D. Grant the basic role roles/editor to the DevOps group.
You are migrating a business critical application from your local data center into Google Cloud. As part of your high-availability strategy, you want to ensure that any data used by the application will be immediately available if a zonal failure occurs. What should you do?
A. Store the application data on a zonal persistent disk. Create a snapshot schedule for the disk. If an outage occurs, create a new disk from the most recent snapshot and attach it to a new VM in another zone.
B. Store the application data on a zonal persistent disk. If an outage occurs, create an instance in another zone with this disk attached.
C. Store the application data on a regional persistent disk. Create a snapshot schedule for the disk. If an outage occurs, create a new disk from the most recent snapshot and attach it to a new VM in another zone.
D. Store the application data on a regional persistent disk. If an outage occurs, create an instance in another zone with this disk attached.

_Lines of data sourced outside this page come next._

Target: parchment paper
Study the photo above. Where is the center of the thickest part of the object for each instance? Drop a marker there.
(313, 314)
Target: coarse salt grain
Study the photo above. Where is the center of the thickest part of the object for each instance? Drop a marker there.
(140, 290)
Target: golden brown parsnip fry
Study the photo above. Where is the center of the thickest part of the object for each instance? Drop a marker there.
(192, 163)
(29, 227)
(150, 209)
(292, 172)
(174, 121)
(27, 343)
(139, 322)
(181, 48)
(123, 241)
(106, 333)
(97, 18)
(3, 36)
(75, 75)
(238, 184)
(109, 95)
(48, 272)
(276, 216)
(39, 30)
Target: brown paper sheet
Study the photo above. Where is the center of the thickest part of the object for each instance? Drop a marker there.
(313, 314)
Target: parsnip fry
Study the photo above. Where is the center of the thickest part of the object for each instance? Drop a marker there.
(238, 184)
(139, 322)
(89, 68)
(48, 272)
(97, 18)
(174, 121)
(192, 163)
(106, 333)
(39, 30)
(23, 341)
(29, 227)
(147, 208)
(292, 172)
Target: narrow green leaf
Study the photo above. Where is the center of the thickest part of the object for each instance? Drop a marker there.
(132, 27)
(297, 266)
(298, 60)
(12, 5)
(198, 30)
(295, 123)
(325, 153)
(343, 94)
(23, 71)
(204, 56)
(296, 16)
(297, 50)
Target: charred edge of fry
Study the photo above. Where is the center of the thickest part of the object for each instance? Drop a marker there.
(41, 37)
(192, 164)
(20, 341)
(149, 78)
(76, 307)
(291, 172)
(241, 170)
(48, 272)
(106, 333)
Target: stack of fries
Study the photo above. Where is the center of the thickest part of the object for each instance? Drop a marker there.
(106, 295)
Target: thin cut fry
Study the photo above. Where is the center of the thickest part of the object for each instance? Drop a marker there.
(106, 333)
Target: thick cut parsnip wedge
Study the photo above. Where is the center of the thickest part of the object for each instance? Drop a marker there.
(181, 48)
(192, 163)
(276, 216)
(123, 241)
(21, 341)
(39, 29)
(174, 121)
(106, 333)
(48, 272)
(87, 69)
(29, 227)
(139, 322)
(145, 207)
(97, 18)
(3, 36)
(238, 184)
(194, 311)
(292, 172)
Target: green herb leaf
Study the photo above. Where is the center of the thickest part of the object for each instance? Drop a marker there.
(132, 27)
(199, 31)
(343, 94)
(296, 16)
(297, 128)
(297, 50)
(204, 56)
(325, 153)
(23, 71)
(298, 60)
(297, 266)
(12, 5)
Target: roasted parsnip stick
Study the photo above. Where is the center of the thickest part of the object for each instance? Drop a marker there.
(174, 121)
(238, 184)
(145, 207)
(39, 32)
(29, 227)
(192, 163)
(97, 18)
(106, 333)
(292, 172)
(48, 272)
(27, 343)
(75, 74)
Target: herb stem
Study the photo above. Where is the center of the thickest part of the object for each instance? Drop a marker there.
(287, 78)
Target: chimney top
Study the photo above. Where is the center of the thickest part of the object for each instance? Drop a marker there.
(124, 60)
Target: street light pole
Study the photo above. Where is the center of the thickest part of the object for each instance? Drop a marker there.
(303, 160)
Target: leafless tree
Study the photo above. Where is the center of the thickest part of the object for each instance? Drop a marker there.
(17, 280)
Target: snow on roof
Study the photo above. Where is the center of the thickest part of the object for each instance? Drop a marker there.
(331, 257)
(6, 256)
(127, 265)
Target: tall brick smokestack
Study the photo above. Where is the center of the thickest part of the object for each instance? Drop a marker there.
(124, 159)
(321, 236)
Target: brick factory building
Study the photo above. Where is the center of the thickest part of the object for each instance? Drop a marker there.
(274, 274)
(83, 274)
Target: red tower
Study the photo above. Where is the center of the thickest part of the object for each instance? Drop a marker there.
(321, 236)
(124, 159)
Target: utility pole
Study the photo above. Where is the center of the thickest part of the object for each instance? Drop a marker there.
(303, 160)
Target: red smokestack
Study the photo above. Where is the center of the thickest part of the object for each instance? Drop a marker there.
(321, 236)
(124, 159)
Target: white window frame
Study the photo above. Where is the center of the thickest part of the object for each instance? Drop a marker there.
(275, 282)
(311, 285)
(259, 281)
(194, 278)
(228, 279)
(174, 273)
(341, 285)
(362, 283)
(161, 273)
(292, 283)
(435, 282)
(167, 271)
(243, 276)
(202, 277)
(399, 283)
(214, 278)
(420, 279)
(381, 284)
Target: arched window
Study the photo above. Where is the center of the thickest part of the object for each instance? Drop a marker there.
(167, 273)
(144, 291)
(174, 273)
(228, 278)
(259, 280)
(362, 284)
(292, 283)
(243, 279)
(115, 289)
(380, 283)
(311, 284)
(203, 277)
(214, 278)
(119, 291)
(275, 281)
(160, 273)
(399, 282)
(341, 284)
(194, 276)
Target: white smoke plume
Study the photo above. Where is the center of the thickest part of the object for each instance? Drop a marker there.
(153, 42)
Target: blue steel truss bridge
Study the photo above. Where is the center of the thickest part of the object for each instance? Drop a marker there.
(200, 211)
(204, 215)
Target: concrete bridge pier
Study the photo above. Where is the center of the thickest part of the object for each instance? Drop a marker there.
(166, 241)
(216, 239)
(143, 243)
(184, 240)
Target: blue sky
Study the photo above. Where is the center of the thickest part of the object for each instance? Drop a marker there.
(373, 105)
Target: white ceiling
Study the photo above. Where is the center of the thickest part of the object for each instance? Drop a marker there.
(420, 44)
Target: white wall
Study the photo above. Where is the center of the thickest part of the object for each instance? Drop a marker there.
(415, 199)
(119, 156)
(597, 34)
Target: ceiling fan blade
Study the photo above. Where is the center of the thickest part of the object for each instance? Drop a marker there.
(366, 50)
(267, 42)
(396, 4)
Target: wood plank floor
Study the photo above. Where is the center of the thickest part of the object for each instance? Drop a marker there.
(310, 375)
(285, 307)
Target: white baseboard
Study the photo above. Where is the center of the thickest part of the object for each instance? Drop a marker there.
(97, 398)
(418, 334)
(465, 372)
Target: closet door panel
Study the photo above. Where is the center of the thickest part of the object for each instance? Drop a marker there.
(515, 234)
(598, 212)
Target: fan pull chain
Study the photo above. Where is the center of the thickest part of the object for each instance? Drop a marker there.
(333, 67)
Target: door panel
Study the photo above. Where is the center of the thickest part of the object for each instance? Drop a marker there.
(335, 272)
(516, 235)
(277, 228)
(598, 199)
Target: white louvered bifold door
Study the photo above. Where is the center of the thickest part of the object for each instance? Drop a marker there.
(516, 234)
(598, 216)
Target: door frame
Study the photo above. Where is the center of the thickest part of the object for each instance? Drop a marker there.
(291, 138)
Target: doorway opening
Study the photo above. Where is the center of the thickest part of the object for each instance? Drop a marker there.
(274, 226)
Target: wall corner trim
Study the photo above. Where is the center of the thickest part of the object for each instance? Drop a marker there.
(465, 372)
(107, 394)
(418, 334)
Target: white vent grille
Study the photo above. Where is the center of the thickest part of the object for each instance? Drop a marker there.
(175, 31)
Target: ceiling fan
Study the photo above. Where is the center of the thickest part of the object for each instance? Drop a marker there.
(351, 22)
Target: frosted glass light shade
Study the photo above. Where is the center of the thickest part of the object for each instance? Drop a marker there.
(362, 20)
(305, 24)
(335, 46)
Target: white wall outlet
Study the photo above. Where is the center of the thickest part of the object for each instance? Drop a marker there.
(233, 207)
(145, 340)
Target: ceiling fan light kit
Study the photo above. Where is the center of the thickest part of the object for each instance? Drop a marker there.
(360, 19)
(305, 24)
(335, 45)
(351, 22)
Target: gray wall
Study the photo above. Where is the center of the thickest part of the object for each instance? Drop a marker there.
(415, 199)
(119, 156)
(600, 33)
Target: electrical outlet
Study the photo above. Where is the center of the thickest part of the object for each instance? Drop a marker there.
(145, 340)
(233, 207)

Your application development team has created Docker images for an application that will be deployed on Google Cloud. Your team does not want to manage the infrastructure associated with this application. You need to ensure that the application can scale automatically as it gains popularity. What should you do?
A. Create an instance template with the container image, and deploy a Managed Instance Group with Autoscaling.
B. Upload Docker images to Artifact Registry, and deploy the application on Google Kubernetes Engine using Standard mode.
C. Upload Docker images to the Cloud Storage, and deploy the application on Google Kubernetes Engine using Standard mode.
D. Upload Docker images to Artifact Registry, and deploy the application on Cloud Run.